Re: [PATCH] scsi: core: move scsi_host_busy() out of host lock for waking up EH handler

Hannes Reinecke <hare@xxxxxxx> · Fri, 12 Jan 2024 12:12:57 +0100

On 1/12/24 08:00, Ming Lei wrote:
Inside scsi_eh_wakeup(), scsi_host_busy() is called & checked with host lock
every time for deciding if error handler kthread needs to be waken up.

This way can be too heavy in case of recovery, such as:

- N hardware queues
- queue depth is M for each hardware queue
- each scsi_host_busy() iterates over (N * M) tag/requests

If recovery is triggered in case that all requests are in-flight, each
scsi_eh_wakeup() is strictly serialized, when scsi_eh_wakeup() is called
for the last in-flight request, scsi_host_busy() has been run for (N * M - 1)
times, and request has been iterated for (N*M - 1) * (N * M) times.

If both N and M are big enough, hard lockup can be triggered on acquiring
host lock, and it is observed on mpi3mr(128 hw queues, queue depth 8169).
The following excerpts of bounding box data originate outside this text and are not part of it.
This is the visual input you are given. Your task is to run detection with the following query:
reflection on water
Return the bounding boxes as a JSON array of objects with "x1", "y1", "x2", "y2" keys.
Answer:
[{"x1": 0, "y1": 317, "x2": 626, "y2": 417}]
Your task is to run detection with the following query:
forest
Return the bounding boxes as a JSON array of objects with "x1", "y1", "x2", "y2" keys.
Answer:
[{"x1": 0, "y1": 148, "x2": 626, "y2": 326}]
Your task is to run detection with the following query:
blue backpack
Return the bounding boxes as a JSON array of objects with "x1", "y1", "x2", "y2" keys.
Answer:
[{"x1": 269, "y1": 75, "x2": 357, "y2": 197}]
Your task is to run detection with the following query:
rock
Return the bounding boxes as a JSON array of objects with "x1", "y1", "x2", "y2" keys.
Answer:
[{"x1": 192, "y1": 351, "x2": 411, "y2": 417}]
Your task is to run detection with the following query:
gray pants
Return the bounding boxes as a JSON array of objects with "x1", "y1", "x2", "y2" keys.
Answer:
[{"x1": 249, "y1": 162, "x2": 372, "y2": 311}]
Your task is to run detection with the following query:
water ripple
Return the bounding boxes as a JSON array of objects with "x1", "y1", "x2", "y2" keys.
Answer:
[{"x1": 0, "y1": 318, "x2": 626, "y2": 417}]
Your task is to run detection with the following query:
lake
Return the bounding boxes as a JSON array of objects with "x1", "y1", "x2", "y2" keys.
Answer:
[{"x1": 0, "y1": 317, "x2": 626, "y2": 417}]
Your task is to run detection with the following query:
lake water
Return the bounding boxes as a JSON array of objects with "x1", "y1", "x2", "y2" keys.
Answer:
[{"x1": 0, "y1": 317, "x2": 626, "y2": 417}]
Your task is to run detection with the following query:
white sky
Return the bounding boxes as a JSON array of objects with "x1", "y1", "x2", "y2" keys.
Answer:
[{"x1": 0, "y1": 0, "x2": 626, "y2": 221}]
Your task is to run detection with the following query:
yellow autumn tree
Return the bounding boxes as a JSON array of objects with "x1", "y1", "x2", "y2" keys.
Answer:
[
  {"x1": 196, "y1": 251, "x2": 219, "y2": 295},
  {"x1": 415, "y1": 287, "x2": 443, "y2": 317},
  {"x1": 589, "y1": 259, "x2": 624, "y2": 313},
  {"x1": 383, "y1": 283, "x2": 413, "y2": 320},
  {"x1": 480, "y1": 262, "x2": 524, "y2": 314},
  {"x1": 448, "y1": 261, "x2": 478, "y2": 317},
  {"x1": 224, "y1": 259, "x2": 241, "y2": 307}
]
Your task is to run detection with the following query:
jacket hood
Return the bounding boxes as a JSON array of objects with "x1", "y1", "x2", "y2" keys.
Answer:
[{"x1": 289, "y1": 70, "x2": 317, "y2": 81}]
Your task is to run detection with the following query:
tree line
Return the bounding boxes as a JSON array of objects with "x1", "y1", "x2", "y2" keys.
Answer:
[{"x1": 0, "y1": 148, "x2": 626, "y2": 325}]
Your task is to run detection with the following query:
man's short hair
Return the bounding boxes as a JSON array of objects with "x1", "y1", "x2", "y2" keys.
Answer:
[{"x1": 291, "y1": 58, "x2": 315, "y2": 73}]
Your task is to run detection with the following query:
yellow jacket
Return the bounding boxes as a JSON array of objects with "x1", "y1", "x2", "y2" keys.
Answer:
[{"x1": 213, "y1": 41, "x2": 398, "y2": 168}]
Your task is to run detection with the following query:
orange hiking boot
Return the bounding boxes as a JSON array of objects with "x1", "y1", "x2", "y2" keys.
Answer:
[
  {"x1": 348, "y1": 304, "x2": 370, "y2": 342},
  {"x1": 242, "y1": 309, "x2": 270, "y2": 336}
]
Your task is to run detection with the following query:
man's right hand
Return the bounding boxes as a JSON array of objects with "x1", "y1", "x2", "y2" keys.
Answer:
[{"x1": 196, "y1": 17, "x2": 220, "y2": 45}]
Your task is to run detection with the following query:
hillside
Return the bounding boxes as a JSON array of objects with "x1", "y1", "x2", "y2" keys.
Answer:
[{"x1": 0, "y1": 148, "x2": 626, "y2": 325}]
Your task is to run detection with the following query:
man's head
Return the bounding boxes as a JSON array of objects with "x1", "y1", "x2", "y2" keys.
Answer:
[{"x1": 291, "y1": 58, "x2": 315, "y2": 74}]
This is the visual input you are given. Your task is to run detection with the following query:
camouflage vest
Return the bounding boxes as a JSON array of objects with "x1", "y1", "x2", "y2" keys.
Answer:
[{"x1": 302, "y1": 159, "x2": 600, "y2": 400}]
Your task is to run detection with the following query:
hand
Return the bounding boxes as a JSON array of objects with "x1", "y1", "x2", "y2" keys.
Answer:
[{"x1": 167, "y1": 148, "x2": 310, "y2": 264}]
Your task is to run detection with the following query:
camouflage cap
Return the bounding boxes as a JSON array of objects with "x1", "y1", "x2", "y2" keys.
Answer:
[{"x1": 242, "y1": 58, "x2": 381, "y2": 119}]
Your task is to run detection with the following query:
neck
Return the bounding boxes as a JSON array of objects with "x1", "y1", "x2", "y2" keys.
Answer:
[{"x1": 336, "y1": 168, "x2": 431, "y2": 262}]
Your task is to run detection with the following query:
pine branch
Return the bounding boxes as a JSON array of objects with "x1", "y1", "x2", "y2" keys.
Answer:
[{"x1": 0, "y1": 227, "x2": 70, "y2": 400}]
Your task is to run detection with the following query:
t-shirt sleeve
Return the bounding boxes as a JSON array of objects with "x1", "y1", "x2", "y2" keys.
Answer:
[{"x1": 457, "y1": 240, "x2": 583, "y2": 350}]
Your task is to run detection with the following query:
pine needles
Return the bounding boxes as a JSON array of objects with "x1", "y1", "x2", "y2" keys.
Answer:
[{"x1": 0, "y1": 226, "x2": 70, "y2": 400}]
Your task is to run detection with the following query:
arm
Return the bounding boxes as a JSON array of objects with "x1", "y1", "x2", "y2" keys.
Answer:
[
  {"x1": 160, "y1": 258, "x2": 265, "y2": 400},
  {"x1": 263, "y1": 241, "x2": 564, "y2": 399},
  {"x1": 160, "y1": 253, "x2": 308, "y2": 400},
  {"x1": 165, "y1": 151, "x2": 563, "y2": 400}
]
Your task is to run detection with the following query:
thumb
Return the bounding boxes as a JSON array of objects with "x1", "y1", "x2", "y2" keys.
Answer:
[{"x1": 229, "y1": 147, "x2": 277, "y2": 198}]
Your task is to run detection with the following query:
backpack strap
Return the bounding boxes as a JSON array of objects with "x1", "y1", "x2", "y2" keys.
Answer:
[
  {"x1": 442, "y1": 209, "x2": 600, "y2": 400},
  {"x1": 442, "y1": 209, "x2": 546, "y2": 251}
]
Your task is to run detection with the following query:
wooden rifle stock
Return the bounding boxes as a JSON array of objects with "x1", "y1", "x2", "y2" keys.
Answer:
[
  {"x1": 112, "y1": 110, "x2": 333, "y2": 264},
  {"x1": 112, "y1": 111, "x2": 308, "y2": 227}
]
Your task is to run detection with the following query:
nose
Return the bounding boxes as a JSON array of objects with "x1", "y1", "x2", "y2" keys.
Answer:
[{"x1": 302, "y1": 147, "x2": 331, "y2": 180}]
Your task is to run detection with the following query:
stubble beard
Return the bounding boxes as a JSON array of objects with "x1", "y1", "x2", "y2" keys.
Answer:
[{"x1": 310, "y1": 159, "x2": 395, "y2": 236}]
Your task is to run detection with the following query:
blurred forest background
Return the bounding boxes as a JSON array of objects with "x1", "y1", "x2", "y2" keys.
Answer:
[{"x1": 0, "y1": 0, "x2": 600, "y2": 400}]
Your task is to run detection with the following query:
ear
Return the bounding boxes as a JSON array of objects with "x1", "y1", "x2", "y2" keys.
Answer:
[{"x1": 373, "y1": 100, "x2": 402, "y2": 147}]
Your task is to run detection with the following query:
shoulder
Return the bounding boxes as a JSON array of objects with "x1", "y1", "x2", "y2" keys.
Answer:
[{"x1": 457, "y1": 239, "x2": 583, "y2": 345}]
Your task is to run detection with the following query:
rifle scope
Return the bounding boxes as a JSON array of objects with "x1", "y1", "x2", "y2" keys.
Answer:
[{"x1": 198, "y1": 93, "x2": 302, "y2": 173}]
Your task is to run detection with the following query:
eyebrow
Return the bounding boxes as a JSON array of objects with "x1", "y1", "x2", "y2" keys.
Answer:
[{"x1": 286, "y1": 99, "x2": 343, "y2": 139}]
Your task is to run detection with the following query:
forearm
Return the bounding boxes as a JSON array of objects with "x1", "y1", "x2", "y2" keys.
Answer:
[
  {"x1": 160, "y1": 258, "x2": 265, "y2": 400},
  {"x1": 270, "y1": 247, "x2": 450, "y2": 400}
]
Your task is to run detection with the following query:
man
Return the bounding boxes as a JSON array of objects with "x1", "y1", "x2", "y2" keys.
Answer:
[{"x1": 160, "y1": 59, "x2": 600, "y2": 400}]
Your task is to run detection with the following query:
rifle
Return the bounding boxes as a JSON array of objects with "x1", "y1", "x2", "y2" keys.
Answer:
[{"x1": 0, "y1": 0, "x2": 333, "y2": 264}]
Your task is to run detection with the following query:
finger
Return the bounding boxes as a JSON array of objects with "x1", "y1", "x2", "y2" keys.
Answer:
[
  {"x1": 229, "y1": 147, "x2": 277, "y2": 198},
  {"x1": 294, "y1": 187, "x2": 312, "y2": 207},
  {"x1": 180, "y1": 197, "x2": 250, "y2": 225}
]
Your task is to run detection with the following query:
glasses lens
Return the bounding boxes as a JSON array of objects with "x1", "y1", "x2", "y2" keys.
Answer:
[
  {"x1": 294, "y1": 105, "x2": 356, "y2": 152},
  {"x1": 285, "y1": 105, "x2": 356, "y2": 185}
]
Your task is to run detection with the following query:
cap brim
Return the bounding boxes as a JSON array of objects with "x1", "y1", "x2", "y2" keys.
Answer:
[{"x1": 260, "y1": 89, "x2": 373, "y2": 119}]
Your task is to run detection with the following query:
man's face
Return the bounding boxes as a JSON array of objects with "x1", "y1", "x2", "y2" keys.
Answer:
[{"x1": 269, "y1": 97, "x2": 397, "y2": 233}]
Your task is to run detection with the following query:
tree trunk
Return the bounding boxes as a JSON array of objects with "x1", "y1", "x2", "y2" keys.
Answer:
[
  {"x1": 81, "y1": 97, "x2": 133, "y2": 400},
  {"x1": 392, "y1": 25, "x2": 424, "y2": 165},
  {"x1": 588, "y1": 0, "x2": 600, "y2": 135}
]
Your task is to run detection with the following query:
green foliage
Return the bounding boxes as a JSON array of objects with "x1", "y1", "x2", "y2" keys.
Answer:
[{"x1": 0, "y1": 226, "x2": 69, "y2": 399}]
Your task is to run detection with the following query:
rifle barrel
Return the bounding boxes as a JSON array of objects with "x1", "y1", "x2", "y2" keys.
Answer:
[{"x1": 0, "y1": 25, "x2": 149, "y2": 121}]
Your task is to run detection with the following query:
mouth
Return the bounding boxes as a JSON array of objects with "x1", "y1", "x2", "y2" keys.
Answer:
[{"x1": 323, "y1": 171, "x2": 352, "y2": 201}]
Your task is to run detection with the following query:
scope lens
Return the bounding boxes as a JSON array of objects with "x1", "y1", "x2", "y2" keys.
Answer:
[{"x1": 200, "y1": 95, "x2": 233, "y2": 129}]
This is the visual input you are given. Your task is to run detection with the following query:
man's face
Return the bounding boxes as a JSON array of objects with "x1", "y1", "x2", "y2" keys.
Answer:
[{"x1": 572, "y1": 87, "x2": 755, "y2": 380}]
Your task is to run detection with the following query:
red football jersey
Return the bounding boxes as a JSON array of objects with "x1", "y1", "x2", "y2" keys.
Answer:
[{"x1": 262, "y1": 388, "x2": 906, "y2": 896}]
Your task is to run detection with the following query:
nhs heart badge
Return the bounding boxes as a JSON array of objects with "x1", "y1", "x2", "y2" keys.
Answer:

Fix the issue by calling scsi_host_busy() outside host lock, and we
don't need host lock for getting busy count because host lock never
covers that.

Can you share details for the hard lockup?
I do agree that scsi_host_busy() is an expensive operation, so it
might not be ideal to call it under a spin lock.
But I wonder where the lockup comes in here.
Care to explain?

And if it leads to a lockup, aren't other instances calling 
scsi_host_busy() under a spinlock affected, as well?

Cheers,

Hannes